Let’s say you have a problem of how to get to work from your house in the suburbs to your office in the city. You look at your situation and you buy a car. The car provides the desired outcome of transportation to the office and back.
You do not have to specify the size of the engine, how much stopping power the brakes have to deliver, or the number of lumens its headlights put out. This is very much like agile procurement. You describe a preferred outcome that is important to you; everything else may change according to need or circumstance.
Rising citizen expectations and stretched government budgets are forcing a shift to agile procurement for officials. Traditional procurement models forced users to specify years in advance and in detailed form precisely what they want made before vendors decide whether they could fulfill those specifications at a reasonable profit. But requirements change along with users and failure rates were high, necessitating a change.
An article from Deloitte clarifies:
The Agile process combines design with development and user acceptance. In other words, the software’s final design emerges through a collaborative effort between developers and business users. So the traditional procurement approach, heavy on functional specifications written up front, isn’t consistent with the Agile approach.

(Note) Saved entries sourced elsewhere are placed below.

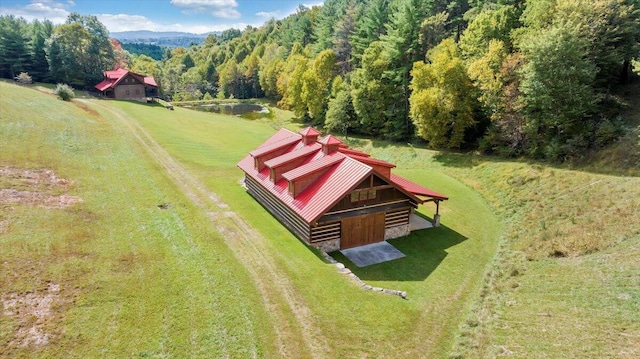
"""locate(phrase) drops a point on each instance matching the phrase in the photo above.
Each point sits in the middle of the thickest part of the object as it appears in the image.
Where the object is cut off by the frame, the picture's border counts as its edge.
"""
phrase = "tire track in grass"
(299, 338)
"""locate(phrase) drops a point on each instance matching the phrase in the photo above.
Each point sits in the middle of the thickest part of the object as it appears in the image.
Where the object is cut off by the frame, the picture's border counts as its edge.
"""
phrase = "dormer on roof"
(330, 144)
(309, 135)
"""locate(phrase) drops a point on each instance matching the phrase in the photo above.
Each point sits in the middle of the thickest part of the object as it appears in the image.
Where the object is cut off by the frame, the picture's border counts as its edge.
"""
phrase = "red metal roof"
(275, 144)
(351, 151)
(113, 77)
(330, 140)
(293, 155)
(313, 166)
(310, 131)
(344, 170)
(416, 188)
(371, 161)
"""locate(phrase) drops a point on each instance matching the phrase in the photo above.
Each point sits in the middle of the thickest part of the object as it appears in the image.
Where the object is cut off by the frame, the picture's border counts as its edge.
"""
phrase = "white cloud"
(224, 9)
(268, 15)
(294, 10)
(57, 12)
(124, 22)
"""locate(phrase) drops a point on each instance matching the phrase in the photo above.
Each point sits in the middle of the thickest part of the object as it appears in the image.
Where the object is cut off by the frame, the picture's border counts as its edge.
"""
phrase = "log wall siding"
(388, 194)
(326, 232)
(279, 210)
(396, 218)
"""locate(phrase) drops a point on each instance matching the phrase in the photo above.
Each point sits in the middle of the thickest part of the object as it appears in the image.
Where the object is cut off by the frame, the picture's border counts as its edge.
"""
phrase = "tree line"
(515, 77)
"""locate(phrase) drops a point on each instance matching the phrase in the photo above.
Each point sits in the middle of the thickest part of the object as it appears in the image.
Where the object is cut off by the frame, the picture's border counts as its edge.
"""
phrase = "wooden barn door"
(361, 230)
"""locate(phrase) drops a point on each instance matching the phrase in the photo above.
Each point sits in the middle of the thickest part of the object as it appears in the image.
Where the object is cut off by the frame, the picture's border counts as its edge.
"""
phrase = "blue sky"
(197, 16)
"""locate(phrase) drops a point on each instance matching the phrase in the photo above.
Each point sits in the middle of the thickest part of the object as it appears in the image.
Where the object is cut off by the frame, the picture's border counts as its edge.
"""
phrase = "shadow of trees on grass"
(424, 250)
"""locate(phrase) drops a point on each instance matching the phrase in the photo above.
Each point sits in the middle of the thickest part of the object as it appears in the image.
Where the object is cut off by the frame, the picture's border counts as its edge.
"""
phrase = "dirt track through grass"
(297, 337)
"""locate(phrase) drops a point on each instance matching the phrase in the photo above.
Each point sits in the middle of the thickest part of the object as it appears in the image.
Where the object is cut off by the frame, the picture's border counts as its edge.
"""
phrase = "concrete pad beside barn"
(372, 254)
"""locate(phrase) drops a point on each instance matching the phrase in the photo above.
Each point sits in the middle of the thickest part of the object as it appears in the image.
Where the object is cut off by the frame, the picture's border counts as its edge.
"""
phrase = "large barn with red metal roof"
(124, 84)
(329, 195)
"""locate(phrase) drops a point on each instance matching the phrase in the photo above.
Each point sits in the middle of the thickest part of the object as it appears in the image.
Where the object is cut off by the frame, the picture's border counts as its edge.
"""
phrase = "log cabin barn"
(331, 196)
(126, 85)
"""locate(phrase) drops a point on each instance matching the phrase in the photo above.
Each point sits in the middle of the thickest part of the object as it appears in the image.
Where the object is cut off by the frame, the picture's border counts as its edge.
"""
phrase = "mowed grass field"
(530, 261)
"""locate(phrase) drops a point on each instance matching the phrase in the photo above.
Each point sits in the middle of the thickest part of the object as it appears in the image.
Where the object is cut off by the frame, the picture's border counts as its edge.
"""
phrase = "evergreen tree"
(14, 46)
(370, 26)
(316, 87)
(39, 68)
(402, 44)
(370, 87)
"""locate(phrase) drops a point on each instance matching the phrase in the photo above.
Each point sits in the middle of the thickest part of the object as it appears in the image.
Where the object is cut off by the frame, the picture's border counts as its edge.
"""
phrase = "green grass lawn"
(529, 261)
(443, 268)
(134, 280)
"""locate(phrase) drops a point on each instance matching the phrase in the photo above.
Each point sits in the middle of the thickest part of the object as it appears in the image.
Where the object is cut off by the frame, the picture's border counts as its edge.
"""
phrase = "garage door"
(361, 230)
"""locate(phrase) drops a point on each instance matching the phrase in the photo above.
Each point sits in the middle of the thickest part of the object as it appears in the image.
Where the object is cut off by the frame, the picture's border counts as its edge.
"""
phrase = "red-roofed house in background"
(124, 84)
(330, 196)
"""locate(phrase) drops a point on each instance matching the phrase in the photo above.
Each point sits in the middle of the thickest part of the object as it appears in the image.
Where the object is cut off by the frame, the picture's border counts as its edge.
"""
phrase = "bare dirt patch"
(35, 187)
(32, 312)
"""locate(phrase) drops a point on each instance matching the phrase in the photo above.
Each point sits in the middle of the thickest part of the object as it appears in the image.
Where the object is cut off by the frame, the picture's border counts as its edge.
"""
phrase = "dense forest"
(514, 77)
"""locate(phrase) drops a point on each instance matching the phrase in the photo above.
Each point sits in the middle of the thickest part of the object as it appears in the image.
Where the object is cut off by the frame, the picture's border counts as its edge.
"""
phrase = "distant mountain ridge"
(171, 39)
(147, 34)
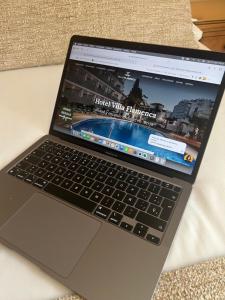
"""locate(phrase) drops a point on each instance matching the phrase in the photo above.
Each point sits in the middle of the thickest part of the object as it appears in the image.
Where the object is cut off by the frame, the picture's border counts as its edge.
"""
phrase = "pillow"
(37, 32)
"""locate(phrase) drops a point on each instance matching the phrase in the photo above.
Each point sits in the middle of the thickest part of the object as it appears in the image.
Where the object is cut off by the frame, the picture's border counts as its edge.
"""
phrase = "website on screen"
(152, 107)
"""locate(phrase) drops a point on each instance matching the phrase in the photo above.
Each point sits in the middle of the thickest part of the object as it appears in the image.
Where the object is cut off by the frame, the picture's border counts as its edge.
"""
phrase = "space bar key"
(68, 196)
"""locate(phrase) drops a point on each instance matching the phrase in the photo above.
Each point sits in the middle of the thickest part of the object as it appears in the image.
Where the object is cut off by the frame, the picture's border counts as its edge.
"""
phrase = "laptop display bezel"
(201, 54)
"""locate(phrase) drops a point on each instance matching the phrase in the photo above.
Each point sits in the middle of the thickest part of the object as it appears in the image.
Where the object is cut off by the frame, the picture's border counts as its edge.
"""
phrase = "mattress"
(26, 109)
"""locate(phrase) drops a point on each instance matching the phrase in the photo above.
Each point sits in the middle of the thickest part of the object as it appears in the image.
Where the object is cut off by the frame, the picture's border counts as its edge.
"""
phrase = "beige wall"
(208, 9)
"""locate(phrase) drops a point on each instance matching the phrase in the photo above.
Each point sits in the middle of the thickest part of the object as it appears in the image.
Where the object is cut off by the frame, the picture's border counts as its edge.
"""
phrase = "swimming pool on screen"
(130, 133)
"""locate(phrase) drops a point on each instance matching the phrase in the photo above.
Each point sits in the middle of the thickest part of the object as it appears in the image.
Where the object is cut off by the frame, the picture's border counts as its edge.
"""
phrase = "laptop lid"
(153, 106)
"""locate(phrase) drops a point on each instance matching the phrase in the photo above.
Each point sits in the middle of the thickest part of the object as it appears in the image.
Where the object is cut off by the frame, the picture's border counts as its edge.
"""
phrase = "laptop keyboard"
(135, 202)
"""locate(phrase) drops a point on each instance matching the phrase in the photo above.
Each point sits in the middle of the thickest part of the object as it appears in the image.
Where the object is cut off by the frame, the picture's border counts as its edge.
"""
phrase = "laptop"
(96, 202)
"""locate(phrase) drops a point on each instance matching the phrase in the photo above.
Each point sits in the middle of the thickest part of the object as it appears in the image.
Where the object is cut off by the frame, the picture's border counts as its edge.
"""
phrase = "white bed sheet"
(27, 100)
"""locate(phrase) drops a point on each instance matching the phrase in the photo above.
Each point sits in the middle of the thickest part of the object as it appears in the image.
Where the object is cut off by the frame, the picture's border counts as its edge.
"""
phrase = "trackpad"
(50, 232)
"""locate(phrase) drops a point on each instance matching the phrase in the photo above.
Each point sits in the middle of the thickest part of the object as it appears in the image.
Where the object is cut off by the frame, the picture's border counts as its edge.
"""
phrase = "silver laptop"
(96, 202)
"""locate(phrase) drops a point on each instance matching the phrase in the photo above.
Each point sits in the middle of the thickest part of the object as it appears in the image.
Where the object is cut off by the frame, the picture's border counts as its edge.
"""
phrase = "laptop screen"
(152, 106)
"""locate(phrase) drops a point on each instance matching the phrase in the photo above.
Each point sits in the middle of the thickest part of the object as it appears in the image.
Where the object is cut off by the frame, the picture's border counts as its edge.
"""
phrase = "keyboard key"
(107, 201)
(152, 238)
(143, 176)
(66, 164)
(126, 226)
(140, 230)
(40, 183)
(102, 212)
(30, 178)
(132, 190)
(101, 168)
(155, 180)
(84, 161)
(121, 176)
(57, 180)
(141, 204)
(111, 181)
(48, 156)
(87, 181)
(23, 165)
(129, 199)
(121, 185)
(43, 164)
(69, 174)
(56, 160)
(115, 218)
(76, 188)
(118, 206)
(130, 212)
(167, 185)
(154, 188)
(167, 206)
(13, 171)
(118, 195)
(86, 192)
(132, 172)
(92, 165)
(96, 197)
(131, 179)
(66, 195)
(60, 171)
(101, 177)
(32, 169)
(48, 176)
(81, 170)
(111, 172)
(177, 189)
(40, 172)
(142, 184)
(156, 199)
(78, 178)
(91, 174)
(97, 186)
(66, 184)
(38, 153)
(21, 174)
(108, 190)
(32, 159)
(168, 194)
(143, 194)
(151, 221)
(51, 167)
(154, 210)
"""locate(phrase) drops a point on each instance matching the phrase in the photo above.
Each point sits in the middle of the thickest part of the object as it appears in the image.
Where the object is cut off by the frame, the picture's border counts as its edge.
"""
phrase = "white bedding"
(26, 103)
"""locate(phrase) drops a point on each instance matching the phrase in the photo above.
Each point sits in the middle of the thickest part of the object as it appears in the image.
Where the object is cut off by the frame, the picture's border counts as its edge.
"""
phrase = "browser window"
(152, 106)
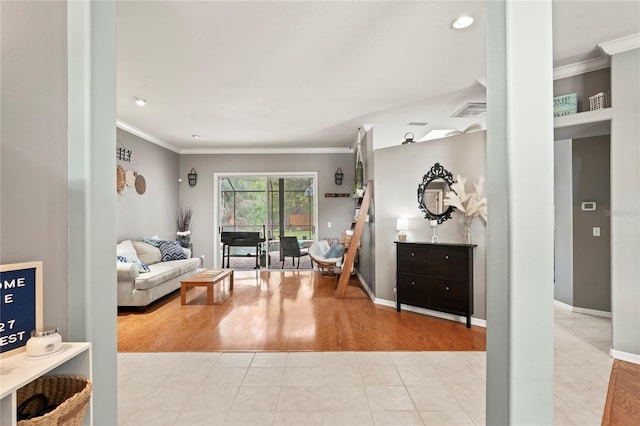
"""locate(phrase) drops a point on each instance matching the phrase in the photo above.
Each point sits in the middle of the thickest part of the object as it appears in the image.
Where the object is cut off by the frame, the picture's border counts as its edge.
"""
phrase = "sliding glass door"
(272, 206)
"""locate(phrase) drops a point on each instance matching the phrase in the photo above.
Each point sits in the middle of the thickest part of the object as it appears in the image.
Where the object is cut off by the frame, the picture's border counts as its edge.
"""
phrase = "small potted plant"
(183, 223)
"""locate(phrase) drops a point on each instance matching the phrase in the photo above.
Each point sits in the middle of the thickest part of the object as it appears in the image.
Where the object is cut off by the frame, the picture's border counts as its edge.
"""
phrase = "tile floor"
(352, 388)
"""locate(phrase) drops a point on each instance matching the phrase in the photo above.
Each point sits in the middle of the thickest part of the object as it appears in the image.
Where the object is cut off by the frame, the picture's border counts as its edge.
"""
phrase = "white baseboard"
(457, 318)
(625, 356)
(367, 289)
(578, 310)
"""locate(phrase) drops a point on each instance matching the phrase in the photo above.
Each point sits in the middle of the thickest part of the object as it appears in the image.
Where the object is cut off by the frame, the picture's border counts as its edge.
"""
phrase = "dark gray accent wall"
(367, 251)
(399, 171)
(591, 255)
(152, 213)
(338, 211)
(585, 85)
(33, 147)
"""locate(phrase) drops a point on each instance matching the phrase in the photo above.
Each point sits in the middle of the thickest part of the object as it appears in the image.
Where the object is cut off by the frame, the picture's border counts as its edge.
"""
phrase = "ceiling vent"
(472, 110)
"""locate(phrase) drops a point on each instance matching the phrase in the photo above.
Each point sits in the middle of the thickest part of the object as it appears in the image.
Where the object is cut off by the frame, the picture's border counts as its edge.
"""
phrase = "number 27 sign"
(20, 305)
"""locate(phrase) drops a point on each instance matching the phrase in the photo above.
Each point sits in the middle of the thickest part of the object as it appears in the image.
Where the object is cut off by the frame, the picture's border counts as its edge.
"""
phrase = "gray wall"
(585, 85)
(154, 211)
(592, 255)
(33, 147)
(563, 235)
(338, 211)
(625, 201)
(367, 251)
(399, 171)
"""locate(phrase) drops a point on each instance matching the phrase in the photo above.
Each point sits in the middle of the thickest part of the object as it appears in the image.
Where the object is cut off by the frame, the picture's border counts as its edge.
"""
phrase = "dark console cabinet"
(435, 276)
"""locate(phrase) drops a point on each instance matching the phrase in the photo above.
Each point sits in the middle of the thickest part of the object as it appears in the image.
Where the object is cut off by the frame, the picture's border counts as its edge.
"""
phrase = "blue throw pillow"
(334, 251)
(171, 250)
(141, 265)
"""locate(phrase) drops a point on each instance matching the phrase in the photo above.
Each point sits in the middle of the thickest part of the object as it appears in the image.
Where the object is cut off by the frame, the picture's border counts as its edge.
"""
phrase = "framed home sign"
(20, 305)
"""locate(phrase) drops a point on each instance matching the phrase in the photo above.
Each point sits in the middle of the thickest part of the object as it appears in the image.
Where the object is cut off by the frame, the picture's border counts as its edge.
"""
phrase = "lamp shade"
(193, 177)
(402, 224)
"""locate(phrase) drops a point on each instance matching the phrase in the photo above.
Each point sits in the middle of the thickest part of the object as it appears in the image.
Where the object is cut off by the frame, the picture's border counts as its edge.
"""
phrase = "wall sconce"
(402, 224)
(193, 177)
(339, 176)
(408, 138)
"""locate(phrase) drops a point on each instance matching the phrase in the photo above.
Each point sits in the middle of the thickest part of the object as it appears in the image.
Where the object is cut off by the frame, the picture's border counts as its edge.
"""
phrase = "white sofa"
(139, 288)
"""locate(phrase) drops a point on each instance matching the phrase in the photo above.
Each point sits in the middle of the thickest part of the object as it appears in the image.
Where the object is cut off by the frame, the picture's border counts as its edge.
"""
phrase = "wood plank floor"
(623, 398)
(286, 311)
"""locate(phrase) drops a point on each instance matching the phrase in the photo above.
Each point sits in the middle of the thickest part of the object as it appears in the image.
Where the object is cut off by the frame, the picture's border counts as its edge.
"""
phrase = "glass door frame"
(217, 187)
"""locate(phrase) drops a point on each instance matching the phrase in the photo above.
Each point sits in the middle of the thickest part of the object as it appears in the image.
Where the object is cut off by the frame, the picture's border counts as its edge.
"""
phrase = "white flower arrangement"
(472, 204)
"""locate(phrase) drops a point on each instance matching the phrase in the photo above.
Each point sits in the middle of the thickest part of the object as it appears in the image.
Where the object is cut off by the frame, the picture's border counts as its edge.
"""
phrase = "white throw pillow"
(126, 249)
(147, 253)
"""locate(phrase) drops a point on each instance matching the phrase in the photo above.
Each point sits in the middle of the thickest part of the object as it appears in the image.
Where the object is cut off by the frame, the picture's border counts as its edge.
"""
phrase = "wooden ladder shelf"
(347, 265)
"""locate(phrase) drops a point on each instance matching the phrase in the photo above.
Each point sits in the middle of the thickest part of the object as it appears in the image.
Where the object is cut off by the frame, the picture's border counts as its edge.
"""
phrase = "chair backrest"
(289, 246)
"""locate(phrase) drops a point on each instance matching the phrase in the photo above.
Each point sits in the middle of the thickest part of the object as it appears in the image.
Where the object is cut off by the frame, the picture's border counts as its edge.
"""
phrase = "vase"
(466, 236)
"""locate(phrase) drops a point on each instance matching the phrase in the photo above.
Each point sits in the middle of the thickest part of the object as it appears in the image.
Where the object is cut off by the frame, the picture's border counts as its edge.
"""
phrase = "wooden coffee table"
(207, 278)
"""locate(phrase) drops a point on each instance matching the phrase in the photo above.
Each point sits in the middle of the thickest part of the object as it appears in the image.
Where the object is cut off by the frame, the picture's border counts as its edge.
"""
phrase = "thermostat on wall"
(588, 206)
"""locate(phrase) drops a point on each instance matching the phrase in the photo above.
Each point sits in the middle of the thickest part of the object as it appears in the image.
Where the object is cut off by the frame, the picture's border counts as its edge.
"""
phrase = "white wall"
(399, 171)
(625, 202)
(151, 213)
(563, 235)
(33, 147)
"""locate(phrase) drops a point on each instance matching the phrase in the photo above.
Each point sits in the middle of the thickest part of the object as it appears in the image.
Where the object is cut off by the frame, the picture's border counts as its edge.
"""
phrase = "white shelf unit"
(583, 124)
(19, 370)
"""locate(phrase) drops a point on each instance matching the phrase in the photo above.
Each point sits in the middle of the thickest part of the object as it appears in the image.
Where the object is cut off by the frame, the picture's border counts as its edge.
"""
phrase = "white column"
(520, 228)
(92, 195)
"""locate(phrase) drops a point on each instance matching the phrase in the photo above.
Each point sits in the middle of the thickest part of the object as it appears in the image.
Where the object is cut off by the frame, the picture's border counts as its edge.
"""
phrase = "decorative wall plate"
(131, 178)
(121, 179)
(141, 184)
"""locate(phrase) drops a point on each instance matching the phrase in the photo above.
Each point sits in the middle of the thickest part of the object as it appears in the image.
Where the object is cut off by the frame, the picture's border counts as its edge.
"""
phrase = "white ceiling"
(302, 74)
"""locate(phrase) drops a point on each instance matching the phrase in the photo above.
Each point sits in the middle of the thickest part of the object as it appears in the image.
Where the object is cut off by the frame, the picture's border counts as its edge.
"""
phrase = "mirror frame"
(436, 172)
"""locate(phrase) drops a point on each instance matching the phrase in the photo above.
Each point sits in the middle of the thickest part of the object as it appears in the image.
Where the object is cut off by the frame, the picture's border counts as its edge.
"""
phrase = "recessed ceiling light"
(462, 22)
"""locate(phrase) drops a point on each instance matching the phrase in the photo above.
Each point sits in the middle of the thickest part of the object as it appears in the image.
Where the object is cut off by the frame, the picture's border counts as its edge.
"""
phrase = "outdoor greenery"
(244, 204)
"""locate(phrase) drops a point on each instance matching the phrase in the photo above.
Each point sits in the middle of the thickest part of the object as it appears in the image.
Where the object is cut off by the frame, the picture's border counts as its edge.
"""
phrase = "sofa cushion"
(126, 249)
(160, 272)
(127, 271)
(147, 252)
(171, 250)
(141, 265)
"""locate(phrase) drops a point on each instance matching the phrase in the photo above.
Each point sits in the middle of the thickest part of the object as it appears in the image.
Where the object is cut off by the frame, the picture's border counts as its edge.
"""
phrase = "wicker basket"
(599, 101)
(71, 393)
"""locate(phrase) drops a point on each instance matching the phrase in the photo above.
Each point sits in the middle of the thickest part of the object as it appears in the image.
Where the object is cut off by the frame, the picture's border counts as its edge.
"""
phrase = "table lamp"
(402, 224)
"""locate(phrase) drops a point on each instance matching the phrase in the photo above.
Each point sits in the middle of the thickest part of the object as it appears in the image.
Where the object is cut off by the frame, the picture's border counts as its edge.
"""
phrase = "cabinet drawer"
(413, 260)
(413, 290)
(446, 263)
(449, 296)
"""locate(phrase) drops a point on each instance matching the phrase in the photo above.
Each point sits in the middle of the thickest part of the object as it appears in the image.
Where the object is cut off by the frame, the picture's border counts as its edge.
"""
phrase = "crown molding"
(146, 136)
(266, 151)
(620, 45)
(580, 68)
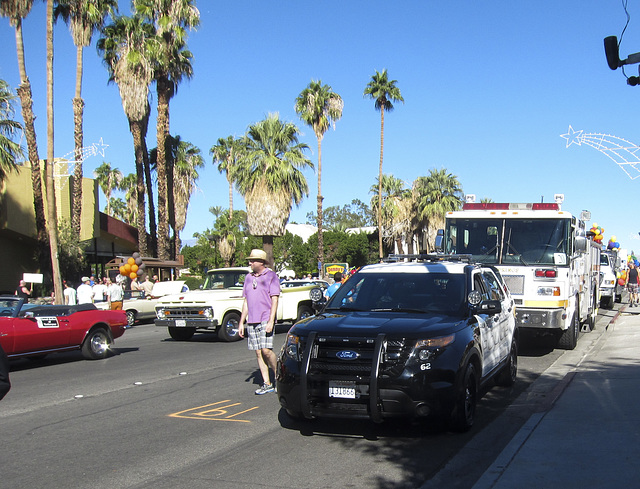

Agile software development requires software buyers to rethink the role of the contract. Instead of serving as the ultimate blueprint for the projects—detailed specs, precise price, firm deadlines—the contract becomes a guide for structuring the relationship between the government agency and the vendor. The shift in mind-set is profound. The agency is no longer looking to buy a “thing”—in this case a new software system. Instead, the agency is entering a relationship to jointly design and build a new software system.
Governance blog GovInsider points out a singular benefit of being agile:
Agile procurement helps encourage innovation, by shifting away from the traditional approach where full-scoped project details are spelled out from the start. Instead, a concise one page summary will do. “We simply say, ‘Here is our problem, we want the most brilliant solutions out there, and then we are going to let you fly,’”, Aneesh Chopra, former CTO of the United States told GovTech Magazine. “We’d still protect the integrity of the public dollar, but we’d figure out a way to let the private sector be inventive.”
The shift to agile procurement will demand a different approach from both contractors and the government. This new approach will demand a lot of trust between the two parties particularly in reference to the costs of the project. There can be no fixed price for a project whose contours were not specified beforehand. Equally, the government must also be protected from cost inflation. Incremental pricing may help here as the contract may be paid as certain short-term milestones are achieved.
One last bit of advice from Deloitte:
More than a well-written contract or massive spec document, for Agile to succeed there must be a leader at the agency with a vision for what the application is going to do: Whom does the software support? What is the business challenge being addressed? How will data enter and leave the system? The Agile process turns this vision into working software.